Griselda Delacruz brings her passion and knowledge of Mexican culture through the form of dance to local residents with her Mexican Folklorico Dance classes starting Sept. 3 at the Rick Novack Community Center.

"Ever since I touched base with it I fell in love with it," Delacruz said of her passion for Folklorico, which started when she was seven after her mother tried to interest her in activities like ballet, karate and softball.

An instructor for 10 years, Delacruz, 28, said she became dedicated to the dance professionally at 13 years old and continued from middle school through college.

A second generation Mexican, Delacruz said it's important to keep Folklorico's original form as time progresses each generation loses sight of their origins, with Folklorico losing its roots as other dances like ballet are incorporated in.

"Have to keep that tradition alive of what Folklorico is, was and means to the Mexican community," Delacruz said.

And what is Folklorico?

"It's an assortment of visually dramatic and engaging dances that often tell a story about what it was like to live in certain regions of Mexico," said Brandon McAnulty, recreation supervisor with the Hesperia Recreation and Park District.

"Traditional dances from Mexican culture, we'll start with different states of Mexico each one with it's own representative dance," said Delacruz.
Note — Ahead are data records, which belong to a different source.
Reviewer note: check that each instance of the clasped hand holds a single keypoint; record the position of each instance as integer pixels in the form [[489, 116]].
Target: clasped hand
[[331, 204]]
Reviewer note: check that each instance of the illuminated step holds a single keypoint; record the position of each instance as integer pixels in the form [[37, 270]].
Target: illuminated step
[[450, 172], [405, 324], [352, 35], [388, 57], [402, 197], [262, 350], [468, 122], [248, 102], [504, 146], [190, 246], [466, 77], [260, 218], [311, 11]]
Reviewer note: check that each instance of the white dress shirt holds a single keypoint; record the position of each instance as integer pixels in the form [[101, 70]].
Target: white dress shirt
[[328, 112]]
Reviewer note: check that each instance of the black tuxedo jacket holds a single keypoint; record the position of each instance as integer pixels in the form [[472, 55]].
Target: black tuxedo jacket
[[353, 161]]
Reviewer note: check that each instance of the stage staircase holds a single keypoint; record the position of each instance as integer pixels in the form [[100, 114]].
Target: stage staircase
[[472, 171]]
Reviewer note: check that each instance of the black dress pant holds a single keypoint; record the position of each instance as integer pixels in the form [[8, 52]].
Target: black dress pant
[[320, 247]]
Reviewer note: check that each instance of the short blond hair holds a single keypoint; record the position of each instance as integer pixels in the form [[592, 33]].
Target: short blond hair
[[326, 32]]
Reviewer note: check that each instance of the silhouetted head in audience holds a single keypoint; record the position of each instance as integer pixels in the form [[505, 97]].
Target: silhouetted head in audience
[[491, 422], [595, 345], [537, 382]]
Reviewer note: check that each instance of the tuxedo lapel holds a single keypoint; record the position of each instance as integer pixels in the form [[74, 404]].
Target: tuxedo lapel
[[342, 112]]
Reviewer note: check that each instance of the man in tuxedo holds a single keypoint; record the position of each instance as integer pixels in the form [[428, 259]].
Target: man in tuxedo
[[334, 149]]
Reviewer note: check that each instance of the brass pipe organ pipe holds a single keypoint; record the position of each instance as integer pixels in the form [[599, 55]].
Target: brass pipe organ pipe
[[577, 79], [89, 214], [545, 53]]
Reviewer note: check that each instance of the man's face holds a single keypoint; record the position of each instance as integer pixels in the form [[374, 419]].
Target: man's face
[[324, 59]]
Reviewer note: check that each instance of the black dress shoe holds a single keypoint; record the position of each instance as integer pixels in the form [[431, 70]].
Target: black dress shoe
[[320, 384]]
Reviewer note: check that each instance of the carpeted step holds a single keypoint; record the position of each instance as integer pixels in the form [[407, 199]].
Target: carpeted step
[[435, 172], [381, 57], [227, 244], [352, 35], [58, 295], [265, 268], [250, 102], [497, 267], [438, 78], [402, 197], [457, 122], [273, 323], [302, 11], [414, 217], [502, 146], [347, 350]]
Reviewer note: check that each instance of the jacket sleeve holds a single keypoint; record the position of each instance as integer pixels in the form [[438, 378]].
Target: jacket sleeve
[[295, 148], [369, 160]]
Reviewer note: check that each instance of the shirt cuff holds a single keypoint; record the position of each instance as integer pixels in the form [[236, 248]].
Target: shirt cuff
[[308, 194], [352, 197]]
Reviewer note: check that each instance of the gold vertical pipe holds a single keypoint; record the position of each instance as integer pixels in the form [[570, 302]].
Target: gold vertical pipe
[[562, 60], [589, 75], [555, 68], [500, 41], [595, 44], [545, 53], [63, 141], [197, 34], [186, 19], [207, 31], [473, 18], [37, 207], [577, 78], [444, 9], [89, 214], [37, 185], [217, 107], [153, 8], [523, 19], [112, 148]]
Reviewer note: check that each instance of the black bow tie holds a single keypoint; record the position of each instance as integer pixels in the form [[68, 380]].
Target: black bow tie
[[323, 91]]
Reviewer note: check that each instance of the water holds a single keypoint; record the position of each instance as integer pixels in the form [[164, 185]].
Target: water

With hundreds of dances to choose from, September's class will start in Northern Mexico with polkas from the "Tamaulipas" region.

One dance of the "Tamaulipas" is to the song "El Cerro de la Silla" which men danced to as a way to court women in the '30s, according to Delacruz.

This particular dance will have boys wearing a costume much like a bullfighter would wear; complete with a red scarf while girls will wear a dress that has a floral print, high boots and a flower. The expression of the dance is completed by colorful costumes with reds, blues and oranges incorporated into them, Delacruz said.

"I enjoy teaching a lot and I want to bring what I know to the kids in the community," she said. Participants will not only learn how to dance but will also grow in "discipline, self-motivation and self-confidence."